1082 Bearing in mind, though, that not all estimated or actual costs were expected to or did produce a return by way of contribution to overheads, the figure for actual costs incurred to September 2002 does not itself provide a reliable base figure to which to apply the overheads percentage. I would reduce that sum by a figure of $700,000 representing costs which, in light of Mr Hammond's evidence, were not expected to be return producing. Applying the 29.2 per cent figure to the actual cost figure so reduced produces a figure for overhead costs of roughly $1,300,000. I do not consider this to be an unlikely sum in the circumstances and find, in consequence, that there was a reasonable likelihood of a loss in that amount having been suffered by BHP-IT.
1083 BHP-IT has, though, received payments from the Commonwealth amounts producing a net benefit to it of $1,469,844. It has, in consequence, been fully recouped for such overhead expenses as I consider it was likely to have incurred and it still retains a net balance of about $170,000. I am not satisfied, though, that that net balance should be brought into account by BHP-IT as profit made on performance of the Head Contract.
1084 Once ER7 was agreed in September 1998 the entire BHP-IT team was, on Mr Rentz's evidence, then devoted to work on ER3 tasks which continued until mid-1999. In February 1999 BHP-IT received a milestone payment of $1,500,000 (for Milestone 3000A). It received a further milestone payment in September 1999 of $2,009,769 (Milestone 3000B) of which $509,769 was attributable to ER3. The projected profit component of the contribution charged in the ER3 contract was over $100,000. With earned value by September 2000 being significantly ahead of actual cost, I am prepared to infer that a sum somewhere near the $170,000 net balance figure I referred to above was likely to represent return by way of profit on the ER3 component of the Head Contract.

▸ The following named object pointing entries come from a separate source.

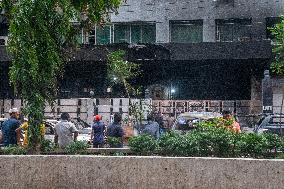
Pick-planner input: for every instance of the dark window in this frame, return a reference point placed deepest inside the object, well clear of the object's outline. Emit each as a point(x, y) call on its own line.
point(103, 35)
point(186, 31)
point(225, 2)
point(121, 33)
point(135, 33)
point(233, 30)
point(270, 23)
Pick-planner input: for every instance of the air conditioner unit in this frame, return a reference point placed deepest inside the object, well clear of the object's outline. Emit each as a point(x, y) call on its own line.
point(3, 40)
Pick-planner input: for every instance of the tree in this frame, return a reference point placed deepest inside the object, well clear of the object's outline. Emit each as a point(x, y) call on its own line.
point(40, 35)
point(277, 67)
point(123, 71)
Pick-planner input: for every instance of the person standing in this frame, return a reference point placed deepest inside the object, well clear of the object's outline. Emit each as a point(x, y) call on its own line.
point(152, 127)
point(64, 131)
point(10, 136)
point(25, 127)
point(115, 130)
point(234, 125)
point(98, 129)
point(159, 118)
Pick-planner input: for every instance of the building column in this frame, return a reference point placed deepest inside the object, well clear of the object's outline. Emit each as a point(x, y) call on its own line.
point(209, 30)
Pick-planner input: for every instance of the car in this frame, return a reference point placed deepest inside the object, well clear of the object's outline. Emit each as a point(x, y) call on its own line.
point(271, 124)
point(84, 133)
point(187, 121)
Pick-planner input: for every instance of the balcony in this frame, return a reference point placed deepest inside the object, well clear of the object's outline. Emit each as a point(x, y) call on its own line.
point(173, 51)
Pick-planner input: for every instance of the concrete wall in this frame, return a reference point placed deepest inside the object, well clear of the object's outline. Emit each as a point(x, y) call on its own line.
point(162, 11)
point(139, 172)
point(278, 92)
point(84, 108)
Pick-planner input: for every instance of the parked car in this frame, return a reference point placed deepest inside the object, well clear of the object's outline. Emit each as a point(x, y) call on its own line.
point(270, 124)
point(84, 132)
point(188, 121)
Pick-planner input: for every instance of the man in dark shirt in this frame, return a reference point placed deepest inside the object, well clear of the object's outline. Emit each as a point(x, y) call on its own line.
point(9, 128)
point(115, 130)
point(152, 127)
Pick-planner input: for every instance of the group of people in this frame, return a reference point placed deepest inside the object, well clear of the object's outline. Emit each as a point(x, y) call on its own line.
point(66, 132)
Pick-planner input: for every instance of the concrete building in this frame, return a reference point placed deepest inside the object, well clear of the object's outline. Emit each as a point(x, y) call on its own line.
point(188, 49)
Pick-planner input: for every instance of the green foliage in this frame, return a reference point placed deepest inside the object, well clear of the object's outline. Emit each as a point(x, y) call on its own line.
point(122, 70)
point(13, 150)
point(277, 67)
point(252, 145)
point(173, 144)
point(212, 139)
point(113, 141)
point(40, 37)
point(143, 144)
point(47, 146)
point(78, 147)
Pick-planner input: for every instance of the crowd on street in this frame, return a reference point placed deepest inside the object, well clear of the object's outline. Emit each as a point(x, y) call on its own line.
point(15, 130)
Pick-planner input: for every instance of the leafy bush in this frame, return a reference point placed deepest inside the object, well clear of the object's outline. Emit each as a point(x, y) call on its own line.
point(143, 144)
point(172, 144)
point(13, 150)
point(212, 139)
point(78, 147)
point(113, 142)
point(47, 146)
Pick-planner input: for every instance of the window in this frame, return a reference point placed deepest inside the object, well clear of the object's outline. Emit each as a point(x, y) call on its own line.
point(135, 33)
point(233, 30)
point(186, 31)
point(270, 23)
point(101, 35)
point(123, 33)
point(224, 2)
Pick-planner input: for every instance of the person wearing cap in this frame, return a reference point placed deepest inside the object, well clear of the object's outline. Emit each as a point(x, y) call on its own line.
point(10, 136)
point(25, 127)
point(234, 126)
point(115, 130)
point(98, 129)
point(64, 131)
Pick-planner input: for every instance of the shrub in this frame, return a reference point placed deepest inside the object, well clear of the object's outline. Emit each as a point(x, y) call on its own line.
point(47, 146)
point(13, 150)
point(273, 142)
point(143, 144)
point(113, 142)
point(252, 145)
point(173, 144)
point(78, 147)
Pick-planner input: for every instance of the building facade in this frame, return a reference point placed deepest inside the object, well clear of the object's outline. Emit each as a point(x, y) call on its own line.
point(188, 49)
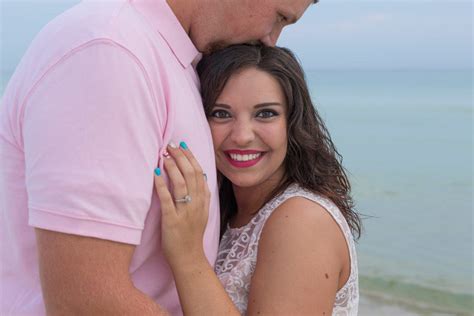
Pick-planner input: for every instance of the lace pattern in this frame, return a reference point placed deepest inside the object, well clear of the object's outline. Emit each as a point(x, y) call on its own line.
point(237, 255)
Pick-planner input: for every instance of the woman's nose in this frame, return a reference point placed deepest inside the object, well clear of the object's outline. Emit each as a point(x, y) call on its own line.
point(242, 133)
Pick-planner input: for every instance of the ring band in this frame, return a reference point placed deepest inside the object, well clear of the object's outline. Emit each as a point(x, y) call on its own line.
point(186, 199)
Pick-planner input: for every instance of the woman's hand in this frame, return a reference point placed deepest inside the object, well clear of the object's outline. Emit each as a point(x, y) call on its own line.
point(184, 210)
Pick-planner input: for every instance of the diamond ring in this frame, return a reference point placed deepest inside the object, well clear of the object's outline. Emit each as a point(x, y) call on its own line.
point(186, 199)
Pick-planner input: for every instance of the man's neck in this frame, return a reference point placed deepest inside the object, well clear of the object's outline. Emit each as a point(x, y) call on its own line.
point(183, 10)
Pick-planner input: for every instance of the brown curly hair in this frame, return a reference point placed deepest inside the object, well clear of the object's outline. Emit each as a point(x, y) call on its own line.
point(312, 160)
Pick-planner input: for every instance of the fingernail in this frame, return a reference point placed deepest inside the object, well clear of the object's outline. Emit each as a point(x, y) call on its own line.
point(183, 145)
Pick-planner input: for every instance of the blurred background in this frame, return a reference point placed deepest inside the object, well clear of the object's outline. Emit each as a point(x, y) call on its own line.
point(393, 81)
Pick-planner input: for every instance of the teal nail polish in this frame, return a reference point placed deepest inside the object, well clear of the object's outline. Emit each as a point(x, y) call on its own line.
point(183, 145)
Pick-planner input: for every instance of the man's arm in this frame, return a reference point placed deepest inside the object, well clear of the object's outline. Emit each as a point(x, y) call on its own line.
point(88, 276)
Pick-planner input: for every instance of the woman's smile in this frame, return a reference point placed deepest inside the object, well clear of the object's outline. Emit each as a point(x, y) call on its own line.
point(243, 158)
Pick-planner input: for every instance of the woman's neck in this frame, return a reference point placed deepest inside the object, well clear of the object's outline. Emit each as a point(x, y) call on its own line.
point(251, 199)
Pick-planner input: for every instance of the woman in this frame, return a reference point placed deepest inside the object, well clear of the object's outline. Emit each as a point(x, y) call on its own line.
point(287, 215)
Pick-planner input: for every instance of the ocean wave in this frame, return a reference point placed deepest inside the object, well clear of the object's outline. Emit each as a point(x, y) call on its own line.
point(424, 299)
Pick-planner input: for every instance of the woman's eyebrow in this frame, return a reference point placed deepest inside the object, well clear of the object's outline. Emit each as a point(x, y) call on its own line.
point(222, 105)
point(261, 105)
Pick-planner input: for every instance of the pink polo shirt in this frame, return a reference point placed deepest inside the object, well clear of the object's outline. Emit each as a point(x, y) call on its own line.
point(83, 122)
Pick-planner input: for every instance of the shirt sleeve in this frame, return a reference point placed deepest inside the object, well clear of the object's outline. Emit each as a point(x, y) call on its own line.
point(92, 134)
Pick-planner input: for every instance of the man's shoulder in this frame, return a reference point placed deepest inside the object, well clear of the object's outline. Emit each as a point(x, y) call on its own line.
point(89, 21)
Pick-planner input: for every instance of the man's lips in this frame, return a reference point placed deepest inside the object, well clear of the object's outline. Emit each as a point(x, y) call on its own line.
point(243, 158)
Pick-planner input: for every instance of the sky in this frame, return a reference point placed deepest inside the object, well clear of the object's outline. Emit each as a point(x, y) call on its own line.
point(333, 34)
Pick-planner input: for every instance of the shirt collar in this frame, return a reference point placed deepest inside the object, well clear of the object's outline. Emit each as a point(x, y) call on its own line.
point(162, 18)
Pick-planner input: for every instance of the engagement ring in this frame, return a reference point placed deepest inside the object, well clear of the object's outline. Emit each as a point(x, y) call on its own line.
point(186, 199)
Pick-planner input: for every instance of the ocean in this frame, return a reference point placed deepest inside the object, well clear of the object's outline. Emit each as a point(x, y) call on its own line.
point(406, 139)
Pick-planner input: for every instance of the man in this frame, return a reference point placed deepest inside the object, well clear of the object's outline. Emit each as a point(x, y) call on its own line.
point(84, 121)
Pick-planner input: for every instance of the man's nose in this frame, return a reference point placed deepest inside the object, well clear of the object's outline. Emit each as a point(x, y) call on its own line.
point(272, 38)
point(242, 133)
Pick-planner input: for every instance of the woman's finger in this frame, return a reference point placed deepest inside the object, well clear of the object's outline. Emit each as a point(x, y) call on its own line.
point(185, 167)
point(201, 178)
point(166, 200)
point(178, 183)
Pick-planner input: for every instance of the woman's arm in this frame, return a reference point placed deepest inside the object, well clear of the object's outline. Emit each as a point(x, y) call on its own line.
point(302, 261)
point(183, 224)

1085 In the event then I conclude that BHP-IT recouped from the Commonwealth under the amended Head Contract all of the costs it would otherwise have been able to claim against GEC Marconi. I also conclude that it made no actual profit up to September 2000 in its performance of that contract for which it would have to account in relation to its claim for profits lost when it lost the benefit of the Head Contract.
1086 By a somewhat more circuitous route than that relied upon by GEC Marconi and the Commonwealth, I have arrived at the same conclusion for which they each contended. BHP-IT has not proved it suffered any compensable loss in performing the amended Head Contract.